Making full use of PureScript's Generic type class
Many PureScript programmers will have made use of the Generic type class at some point to cut down on the amount of boilerplate needed to define instances for their data types. However, my impression is that it’s less common that people understand how this process works, or that people know how to write the code which permits Generic deriving for a particular type class.
In this post, I’m going to assume that you have a vague idea of what the Generic class is capable of, and you already know how to use it to derive instances for which Generic deriving is already provided, like Show, Eq, or Argonaut’s EncodeJson and DecodeJson. The goal of this post is to teach you how to write the code which permits Generic deriving for a particular type class. It draws inspiration from the tutorial from the Haskell package generic-deriving (which I also recommend, especially if you use Haskell too).

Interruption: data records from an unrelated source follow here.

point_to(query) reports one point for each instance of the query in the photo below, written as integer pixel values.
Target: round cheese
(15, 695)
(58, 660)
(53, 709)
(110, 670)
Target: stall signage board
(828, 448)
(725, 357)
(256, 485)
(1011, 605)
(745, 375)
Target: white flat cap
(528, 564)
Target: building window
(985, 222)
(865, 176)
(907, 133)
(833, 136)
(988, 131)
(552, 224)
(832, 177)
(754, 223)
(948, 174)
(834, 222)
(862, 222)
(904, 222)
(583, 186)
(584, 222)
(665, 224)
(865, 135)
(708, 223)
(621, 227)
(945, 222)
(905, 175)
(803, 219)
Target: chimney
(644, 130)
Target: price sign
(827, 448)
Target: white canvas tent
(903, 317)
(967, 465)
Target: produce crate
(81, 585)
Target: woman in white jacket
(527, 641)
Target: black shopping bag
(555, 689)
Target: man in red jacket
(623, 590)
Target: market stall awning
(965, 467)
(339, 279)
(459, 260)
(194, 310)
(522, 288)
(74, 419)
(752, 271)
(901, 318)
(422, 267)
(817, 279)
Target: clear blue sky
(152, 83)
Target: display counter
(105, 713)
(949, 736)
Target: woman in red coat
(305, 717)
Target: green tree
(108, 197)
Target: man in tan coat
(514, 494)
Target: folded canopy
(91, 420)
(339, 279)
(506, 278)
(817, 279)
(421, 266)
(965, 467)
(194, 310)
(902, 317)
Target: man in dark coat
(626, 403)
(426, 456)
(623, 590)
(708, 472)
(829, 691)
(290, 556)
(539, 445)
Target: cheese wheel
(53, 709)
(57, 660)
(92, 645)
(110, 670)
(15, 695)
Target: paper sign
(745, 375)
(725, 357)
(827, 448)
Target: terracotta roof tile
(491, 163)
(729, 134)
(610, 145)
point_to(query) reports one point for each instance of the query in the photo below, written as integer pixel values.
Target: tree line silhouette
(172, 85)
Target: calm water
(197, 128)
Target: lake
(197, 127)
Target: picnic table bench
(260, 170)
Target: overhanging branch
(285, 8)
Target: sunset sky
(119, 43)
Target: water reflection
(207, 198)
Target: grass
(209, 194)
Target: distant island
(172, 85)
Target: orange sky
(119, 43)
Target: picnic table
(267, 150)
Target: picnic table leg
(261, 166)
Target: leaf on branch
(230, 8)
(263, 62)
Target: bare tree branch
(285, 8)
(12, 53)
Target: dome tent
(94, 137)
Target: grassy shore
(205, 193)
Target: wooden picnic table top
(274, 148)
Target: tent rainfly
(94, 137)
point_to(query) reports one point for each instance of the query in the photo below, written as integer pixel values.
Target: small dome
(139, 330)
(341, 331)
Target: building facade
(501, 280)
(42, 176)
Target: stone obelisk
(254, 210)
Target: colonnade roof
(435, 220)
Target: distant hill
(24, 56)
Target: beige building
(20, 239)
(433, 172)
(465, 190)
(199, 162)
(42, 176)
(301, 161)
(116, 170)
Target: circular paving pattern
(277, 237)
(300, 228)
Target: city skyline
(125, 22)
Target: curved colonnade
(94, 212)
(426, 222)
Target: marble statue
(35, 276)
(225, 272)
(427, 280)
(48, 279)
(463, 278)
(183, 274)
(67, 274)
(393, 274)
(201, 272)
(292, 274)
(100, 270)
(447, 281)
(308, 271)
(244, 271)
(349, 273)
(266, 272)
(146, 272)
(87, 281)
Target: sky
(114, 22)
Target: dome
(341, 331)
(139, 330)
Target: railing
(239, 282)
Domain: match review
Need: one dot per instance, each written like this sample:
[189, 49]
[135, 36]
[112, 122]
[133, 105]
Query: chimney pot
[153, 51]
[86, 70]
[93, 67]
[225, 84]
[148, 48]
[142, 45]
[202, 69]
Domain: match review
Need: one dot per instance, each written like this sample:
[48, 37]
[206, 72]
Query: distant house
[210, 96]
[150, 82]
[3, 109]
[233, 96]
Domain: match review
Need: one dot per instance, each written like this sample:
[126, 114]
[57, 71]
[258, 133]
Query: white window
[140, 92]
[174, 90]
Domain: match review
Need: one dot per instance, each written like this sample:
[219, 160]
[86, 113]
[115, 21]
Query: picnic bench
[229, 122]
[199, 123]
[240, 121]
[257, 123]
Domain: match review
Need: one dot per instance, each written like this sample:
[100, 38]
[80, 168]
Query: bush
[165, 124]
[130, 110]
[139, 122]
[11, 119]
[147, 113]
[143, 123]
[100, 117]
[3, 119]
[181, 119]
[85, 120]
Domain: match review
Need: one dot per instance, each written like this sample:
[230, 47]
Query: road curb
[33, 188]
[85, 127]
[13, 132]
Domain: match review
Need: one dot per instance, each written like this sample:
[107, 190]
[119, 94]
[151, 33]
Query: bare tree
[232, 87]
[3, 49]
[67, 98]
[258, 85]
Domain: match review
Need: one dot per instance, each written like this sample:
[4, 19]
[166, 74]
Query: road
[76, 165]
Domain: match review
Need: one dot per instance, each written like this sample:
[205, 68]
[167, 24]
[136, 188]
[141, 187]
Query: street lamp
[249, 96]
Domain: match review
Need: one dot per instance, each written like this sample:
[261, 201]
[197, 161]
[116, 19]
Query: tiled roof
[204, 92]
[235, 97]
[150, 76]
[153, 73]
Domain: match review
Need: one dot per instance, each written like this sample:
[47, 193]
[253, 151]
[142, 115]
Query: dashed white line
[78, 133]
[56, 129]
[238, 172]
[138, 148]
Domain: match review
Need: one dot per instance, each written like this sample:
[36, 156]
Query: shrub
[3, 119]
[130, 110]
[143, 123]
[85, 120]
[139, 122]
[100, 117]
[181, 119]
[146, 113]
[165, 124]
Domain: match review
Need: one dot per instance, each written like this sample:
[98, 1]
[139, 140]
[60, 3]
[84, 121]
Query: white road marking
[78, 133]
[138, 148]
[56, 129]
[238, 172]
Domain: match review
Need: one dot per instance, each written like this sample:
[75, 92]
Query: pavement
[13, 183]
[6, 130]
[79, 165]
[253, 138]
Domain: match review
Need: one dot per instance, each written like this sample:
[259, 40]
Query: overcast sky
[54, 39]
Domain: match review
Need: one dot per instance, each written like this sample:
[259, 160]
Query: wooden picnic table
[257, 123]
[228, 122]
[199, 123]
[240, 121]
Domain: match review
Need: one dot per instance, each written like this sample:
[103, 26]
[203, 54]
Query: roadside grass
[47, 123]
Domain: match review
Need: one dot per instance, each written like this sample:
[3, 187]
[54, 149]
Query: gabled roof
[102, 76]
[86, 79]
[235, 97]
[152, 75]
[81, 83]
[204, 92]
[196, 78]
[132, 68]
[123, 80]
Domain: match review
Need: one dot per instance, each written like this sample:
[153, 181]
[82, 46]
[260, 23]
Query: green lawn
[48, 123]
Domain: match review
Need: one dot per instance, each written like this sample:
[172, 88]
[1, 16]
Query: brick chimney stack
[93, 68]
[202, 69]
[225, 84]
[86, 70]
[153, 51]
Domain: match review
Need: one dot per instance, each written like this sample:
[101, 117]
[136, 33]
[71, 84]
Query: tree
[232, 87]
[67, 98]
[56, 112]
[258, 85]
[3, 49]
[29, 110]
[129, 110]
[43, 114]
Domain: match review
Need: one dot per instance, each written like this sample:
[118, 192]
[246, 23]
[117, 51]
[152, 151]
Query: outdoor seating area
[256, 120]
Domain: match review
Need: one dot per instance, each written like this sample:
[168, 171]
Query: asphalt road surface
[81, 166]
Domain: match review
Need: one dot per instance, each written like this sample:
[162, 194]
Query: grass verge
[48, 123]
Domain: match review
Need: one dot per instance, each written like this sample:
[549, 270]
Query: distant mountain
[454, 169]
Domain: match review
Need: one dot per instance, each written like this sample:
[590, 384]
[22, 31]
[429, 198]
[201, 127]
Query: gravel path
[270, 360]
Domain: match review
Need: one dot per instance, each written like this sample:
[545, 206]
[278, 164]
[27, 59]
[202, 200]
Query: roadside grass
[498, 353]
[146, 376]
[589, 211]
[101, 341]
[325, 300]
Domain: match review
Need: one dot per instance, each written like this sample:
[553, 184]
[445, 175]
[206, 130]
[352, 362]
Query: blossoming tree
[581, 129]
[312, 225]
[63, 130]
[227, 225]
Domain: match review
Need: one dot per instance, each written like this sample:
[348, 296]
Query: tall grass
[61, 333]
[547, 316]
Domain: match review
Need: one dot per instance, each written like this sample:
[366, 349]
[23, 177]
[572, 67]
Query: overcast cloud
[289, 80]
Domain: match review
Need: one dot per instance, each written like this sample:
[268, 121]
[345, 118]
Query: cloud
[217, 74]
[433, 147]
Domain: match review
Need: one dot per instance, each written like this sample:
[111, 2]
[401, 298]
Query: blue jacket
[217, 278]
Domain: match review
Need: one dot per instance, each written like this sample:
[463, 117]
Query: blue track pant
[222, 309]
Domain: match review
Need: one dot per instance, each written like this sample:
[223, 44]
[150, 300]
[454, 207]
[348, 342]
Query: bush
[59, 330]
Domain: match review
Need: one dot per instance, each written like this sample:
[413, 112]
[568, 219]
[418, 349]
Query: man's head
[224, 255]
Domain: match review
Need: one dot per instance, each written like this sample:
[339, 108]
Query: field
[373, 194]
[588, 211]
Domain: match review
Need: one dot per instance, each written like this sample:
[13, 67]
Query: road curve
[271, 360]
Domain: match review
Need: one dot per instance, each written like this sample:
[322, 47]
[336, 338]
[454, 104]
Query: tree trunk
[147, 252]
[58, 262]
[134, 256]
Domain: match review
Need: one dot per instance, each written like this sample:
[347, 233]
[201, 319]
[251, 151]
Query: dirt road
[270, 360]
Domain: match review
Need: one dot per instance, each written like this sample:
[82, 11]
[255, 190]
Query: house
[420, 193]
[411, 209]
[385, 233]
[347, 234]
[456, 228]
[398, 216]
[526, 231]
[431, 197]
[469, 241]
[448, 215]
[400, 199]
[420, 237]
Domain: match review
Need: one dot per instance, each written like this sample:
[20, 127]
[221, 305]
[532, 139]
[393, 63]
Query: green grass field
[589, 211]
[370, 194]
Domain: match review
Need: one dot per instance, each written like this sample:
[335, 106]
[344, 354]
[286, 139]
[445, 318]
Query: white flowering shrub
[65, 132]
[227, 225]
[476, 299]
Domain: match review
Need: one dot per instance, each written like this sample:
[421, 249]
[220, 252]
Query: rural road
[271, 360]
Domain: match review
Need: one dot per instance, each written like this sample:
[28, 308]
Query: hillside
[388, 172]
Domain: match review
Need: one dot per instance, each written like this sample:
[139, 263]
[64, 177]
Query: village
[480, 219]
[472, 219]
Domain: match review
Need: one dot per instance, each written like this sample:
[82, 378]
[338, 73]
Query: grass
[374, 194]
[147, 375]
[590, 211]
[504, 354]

I’d like to thank the following people for reading draft versions of this post and providing invaluable feedback: @yugiohxlight, fredrik wallberg (@quesebifurcan), Dario Oddenino (@dariooddenino), Daniel Brice (@fried_brice), Dave Parfitt (@metadave), Willem van den Ende (@mostalive), Saurabh Nanda (@saurabhnanda), and Donna (@naglalakk).
The PureScript code which accompanies this post is published as a Gist, so you can also load the code from this post in Try PureScript.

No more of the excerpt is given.